Medical Experiments of the Holocaust As a society we place those in the medical profession on a pedestal. They are people to be looked up to and admired. In many ways they are Gods, right here with us on earth. People put the hope and faith in doctors hoping they can perform miracles. Throughout history, doctors have indeed preformed many wonders. There were, however, some doctors that betrayed this belief and peoples trust.
These doctors could be found in concentration camps such as Auschwitz and Dachau. These doctors committed unspeakable acts against the Jews and other minorities, believing that they were conducting helpful experiments. Following the holocaust, however, they were punished for their actions. Between 1939 and 1945, more than seventy medical research projects and medical experiments were conducted at Auschwitz and Dachau. (Auschwitz Medical Experimentation).

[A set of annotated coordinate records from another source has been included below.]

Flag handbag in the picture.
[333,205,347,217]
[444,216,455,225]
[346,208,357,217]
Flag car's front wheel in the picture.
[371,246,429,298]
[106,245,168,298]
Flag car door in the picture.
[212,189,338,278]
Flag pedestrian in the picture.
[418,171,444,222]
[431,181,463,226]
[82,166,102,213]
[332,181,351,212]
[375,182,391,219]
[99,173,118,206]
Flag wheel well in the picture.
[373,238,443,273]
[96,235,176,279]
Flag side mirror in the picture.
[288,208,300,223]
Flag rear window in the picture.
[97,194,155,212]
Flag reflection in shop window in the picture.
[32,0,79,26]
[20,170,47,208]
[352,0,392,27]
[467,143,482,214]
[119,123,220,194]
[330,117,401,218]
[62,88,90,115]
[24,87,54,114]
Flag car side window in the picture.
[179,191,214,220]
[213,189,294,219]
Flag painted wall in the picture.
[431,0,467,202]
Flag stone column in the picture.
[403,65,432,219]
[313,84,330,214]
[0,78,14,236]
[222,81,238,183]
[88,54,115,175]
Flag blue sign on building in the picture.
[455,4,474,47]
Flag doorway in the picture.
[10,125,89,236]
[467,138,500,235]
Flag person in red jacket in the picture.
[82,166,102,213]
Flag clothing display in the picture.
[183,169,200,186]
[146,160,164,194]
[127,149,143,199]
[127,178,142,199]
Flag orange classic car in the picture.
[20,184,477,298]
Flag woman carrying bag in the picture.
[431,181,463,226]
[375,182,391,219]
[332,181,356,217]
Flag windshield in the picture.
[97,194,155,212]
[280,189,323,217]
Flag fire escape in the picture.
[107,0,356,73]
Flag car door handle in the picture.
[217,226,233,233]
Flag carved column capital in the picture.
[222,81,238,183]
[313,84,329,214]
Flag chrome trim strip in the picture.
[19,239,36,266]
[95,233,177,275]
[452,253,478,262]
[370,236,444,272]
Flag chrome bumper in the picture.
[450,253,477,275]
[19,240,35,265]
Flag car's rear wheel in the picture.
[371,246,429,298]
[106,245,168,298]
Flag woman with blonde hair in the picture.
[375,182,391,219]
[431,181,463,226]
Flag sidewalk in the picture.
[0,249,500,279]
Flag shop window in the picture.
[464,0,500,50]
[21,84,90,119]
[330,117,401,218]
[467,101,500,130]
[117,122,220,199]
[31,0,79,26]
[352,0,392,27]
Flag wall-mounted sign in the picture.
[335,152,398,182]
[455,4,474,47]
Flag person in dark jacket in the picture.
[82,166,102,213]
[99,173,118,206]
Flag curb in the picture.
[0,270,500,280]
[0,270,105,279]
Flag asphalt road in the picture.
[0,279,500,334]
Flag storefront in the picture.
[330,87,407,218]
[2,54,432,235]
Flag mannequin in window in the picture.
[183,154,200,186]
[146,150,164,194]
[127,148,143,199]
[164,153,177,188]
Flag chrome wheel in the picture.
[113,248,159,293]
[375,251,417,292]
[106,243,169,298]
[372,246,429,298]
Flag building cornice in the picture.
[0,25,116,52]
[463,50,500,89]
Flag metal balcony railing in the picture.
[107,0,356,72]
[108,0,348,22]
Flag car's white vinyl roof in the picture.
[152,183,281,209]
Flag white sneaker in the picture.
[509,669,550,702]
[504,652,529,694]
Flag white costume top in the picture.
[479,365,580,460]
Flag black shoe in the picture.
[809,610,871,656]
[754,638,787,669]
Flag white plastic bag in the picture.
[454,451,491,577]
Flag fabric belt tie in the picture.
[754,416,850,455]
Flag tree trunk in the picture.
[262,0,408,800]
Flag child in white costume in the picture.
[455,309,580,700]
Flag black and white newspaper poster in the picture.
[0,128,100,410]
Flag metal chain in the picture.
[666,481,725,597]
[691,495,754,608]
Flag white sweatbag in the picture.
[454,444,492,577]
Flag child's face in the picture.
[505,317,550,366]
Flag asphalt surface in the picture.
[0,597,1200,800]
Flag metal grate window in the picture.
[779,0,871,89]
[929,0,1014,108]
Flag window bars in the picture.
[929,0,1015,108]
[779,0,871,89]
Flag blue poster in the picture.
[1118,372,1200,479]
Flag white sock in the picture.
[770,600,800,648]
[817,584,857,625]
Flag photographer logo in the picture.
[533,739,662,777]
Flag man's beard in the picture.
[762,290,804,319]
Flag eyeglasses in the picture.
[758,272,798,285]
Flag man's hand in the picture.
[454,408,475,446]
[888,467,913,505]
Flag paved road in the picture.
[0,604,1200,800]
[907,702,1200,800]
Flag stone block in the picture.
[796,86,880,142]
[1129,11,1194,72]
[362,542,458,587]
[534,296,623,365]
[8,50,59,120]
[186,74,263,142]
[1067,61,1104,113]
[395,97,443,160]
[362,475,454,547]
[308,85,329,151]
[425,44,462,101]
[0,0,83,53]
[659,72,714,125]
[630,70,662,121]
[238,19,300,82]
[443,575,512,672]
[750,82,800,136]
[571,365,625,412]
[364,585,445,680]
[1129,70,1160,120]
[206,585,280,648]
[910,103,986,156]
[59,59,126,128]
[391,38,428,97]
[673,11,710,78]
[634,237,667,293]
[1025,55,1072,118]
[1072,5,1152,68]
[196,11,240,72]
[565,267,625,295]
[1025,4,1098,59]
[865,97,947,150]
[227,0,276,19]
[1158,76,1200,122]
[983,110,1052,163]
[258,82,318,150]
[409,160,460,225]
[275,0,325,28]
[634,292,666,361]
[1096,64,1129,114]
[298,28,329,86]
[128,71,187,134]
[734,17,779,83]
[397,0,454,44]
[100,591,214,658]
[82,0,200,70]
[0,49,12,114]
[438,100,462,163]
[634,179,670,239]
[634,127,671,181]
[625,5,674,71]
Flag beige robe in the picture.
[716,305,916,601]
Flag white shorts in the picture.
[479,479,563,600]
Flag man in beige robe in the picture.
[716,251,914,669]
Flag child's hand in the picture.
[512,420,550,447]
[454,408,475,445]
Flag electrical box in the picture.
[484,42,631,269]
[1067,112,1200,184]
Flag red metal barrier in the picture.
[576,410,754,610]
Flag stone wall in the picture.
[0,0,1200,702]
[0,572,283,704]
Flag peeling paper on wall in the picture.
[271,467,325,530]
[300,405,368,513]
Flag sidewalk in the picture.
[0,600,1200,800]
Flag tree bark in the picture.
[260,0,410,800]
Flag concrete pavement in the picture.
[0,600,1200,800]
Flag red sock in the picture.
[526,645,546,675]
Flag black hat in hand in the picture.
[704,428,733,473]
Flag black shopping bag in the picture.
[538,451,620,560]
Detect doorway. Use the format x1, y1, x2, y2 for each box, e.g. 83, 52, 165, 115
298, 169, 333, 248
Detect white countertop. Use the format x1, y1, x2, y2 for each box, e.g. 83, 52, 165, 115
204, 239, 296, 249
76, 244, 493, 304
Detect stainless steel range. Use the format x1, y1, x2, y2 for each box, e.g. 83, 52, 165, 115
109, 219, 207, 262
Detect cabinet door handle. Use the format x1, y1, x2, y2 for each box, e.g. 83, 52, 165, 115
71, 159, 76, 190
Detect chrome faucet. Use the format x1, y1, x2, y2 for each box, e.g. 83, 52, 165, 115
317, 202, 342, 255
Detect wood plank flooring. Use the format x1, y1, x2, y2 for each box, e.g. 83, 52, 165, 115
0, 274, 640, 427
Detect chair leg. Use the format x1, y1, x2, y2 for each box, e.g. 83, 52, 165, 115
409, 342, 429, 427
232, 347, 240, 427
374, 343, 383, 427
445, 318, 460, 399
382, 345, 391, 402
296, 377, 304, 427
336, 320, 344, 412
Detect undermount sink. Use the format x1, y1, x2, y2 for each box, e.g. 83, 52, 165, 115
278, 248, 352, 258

Over two hundred doctors participated in such research projects and experiments, sentencing between 70, 000 and 100, 000 people, held against their will, to death through experimentation. These were mostly Jews, but also gypsies, homosexuals and other minorities. They were thought to be inferior to the human race. Such practices became widely accepted and embraced by the Germans, due to the Nazis propaganda. The experiments conducted were diverse, but could be categorized in three classes. The first class of experiments was conducted for the Nazi High Command.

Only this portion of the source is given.